Der blutigen Inquisition entflohen, der seelischen Inquisition ausgeliefert, zwischen Vorstellung und Wirklichkeit gedrängt, von einer Gemeinschaft gestraft, der er unter Einsetzung seines Lebens zugeflohen war, zerbricht seine Lebenskraft. Im April 1640 erschießt er sich. Vor ihm, auf dem Tische, findet man die eben beendigte Selbstbiographie: Exemplar humanae vitae, »das Beispiel eines Menschenlebens«.
Wenn in einem Volke sich solche Schicksale ereignen können, bedeuten sie, daß ein Gefahrenpunkt erreicht ist. Denn nicht das ist bedeutsam, daß es einem Juden möglich war, zu zweifeln und zu verneinen, sondern daß dieser Zweifel ihn fast mit Notwendigkeit zerbrechen mußte. (Alle Zweifler, die das Judentum von sich gestoßen hat oder aus sich entlassen mußte, tragen diese Gebrochenheit in sich. Darum sind die bösesten von allen Renegaten die jüdischen.)
Dieser Aussage über den Gefahrpunkt scheint zunächst die Tatsache zu widersprechen, daß zu dieser Zeit die Judenschaft nicht nur in der Türkei ein gesichertes Asyl findet, sondern daß auch der Osten Europas, Polen und Litauen eine jüdische Siedlung stärkster Konzentration und mit einer ausgezeichneten 445 und straffen Verwaltung aufnimmt. Aber diese Siedlung war von allem Anfang an den äußeren Gefahren ausgesetzt, die den Juden überall in der Diaspora begleiten, und es wird sich im weiteren Verlauf erweisen, daß auch die inneren Gefahren mit in dieses östliche Zentrum hineinwandern.
Die Anfänge jüdischer Niederlassungen in Polen gehen auf das 9. Jahrhundert zurück.

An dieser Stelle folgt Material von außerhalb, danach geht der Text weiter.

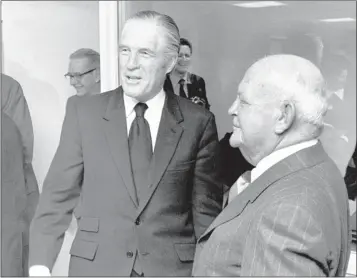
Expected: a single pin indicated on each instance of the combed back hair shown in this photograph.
(92, 56)
(292, 78)
(186, 42)
(172, 33)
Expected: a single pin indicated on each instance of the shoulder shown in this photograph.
(195, 77)
(8, 80)
(93, 101)
(10, 132)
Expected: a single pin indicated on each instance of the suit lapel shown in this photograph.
(168, 136)
(302, 159)
(116, 134)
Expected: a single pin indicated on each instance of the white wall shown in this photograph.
(38, 37)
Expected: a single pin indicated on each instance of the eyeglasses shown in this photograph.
(77, 75)
(184, 56)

Von der Zeit an ergießt sich ein schmaler, aber stetiger Strom von Juden dorthin, die vor den Bedrückungen in Deutschland, Österreich und Böhmen ausweichen. Eine stärkere Wanderung setzt ein, wie insbesondere die deutschen Juden vor den Metzeleien der Kreuzzüge fliehen. Diese Abwanderung geht durch das 11., 12. und 13. Jahrhundert. Mit ihnen ziehen, in allmählich wachsender Zahl, deutsche Auswanderer, die dem Druck des Feudalismus oder den Lasten der Bürgerkriege ausweichen. Beide Gruppen von Auswanderern bedeuten für das primitive polnische Wirtschaftsleben eine starke Förderung, und beide bekommen, als Landfremde, ihr besonderes Recht zugewiesen. Aber während die deutschen Auswanderer sich schnell angleichen und sehr bald in der Hetze gegen die mit ihnen eingewanderten Juden eine hervorragende Rolle spielen, stoßen die Juden sofort auf ihren Erbfeind, die christliche Kirche. Das Statut, das der polnische Staat den Juden im 13. Jahrhundert verleiht, ist ihr zu liberal und menschenfreundlich. Der wirtschaftliche Vorteil für das Land interessiert sie nicht. Die guten nachbarlichen Beziehungen zwischen Juden und Polen erscheinen ihr gefährlich. Da sie auf die Regierung einstweilen noch keinen Einfluß hat, beschließt sie – wie sie das überall getan hat – schon für alle Fälle und gleichsam in Reserve eine Anzahl antijüdischer Vorschriften. Die Motivierung wird (1267) auf der Versammlung des polnischen Klerus zu Breslau gegeben: »In Anbetracht dessen, daß Polen auf dem Boden des Christentums eine neue Anpflanzung darstellt, steht zu befürchten, daß sich die christliche Bevölkerung hier, wo die christliche Religion in den Herzen 446 der Gläubigen noch keine festen Wurzeln zu fassen vermochte, um so leichter von dem Afterglauben und den üblen Sitten der in ihrer Mitte lebenden Juden beeinflussen lassen werde.«
Solche Auffassung, sorgsam unter das Volk getragen, muß naturgemäß einen Keil zwischen Juden und Polen treiben und muß endlich die Einstellung annehmen, die auf der Synode von 1542 die folgende ideale Ausdrucksform erreicht: »Angesichts dessen, daß die Kirche die Juden nur zu dem Zwecke duldet, damit sie uns durch ihre Gegenwart an den Martertod unseres Heilands gemahnen . . .« Der Jude als religiöses Stimulans.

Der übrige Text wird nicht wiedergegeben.